Multicollinearity problem is well studied in actually most econometric textbooks. Moreover there is a good article in wikipedia which actually summarizes most of the key issues.
In practice one starts to bear in mind the multicollinearity problem if it causes some visual signs of parameter instability (most of them are implied by non (poor) invertability of $X^TX$ matrix):
- large changes in parameter estimates while performing rolling regressions or estimates on smaller sub-samples of the data
- averaging of parameter estimates, the latter may fall to be insignificant (by $t$ tests) even though junk-regression $F$ test shows high joint significance of the results
- VIF statistic (average value of auxiliary regressions) merely depends on your requirements to tolerance level, most practical suggestions put an acceptable tolerance to be lower than 0.2 or 0.1 meaning that corresponding averages of auxiliary regressions $R^2$ should be higher than 0.9 or 0.8 to detect the problem. Thus VIF should be larger than rule-of-thumb's 10 and 5 values. In small samples (less than 50 points) 5 is preferable, in larger you can go to larger values.
- Condition index is an alternative to VIF in your case neither VIF nor CI show the problem is left, so you may be satisfied statistically on this result, but...

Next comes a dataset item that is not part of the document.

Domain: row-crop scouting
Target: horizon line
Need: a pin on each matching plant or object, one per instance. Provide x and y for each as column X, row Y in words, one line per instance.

probably not theoretically, since it may happen (and usually is the case) that you need all variables to be present in the model. Excluding relevant variables (omitted variable problem) will make biased and inconsistent parameter estimates anyway. On the other hand you may be forced to include all focus variables simply because your analysis is based on it. In data-mining approach though you are more technical in searching for the best fit.
So keep in mind the alternatives (that I would use myself):
- obtain more data points (recall that VIF requirements are smaller for larger data set and the explanatory variables if they are slowly varying, may change for some crucial points in time or cross-section)
- search for lattent factors through principal components (the latter are orthogonal combinations so not multi-collinear by the construction, more over involve all explanatory variables)
- ridge-regression (it introduces small bias in parameter estimates, but makes them highly stable)
Some other tricks are in the wiki article noted above.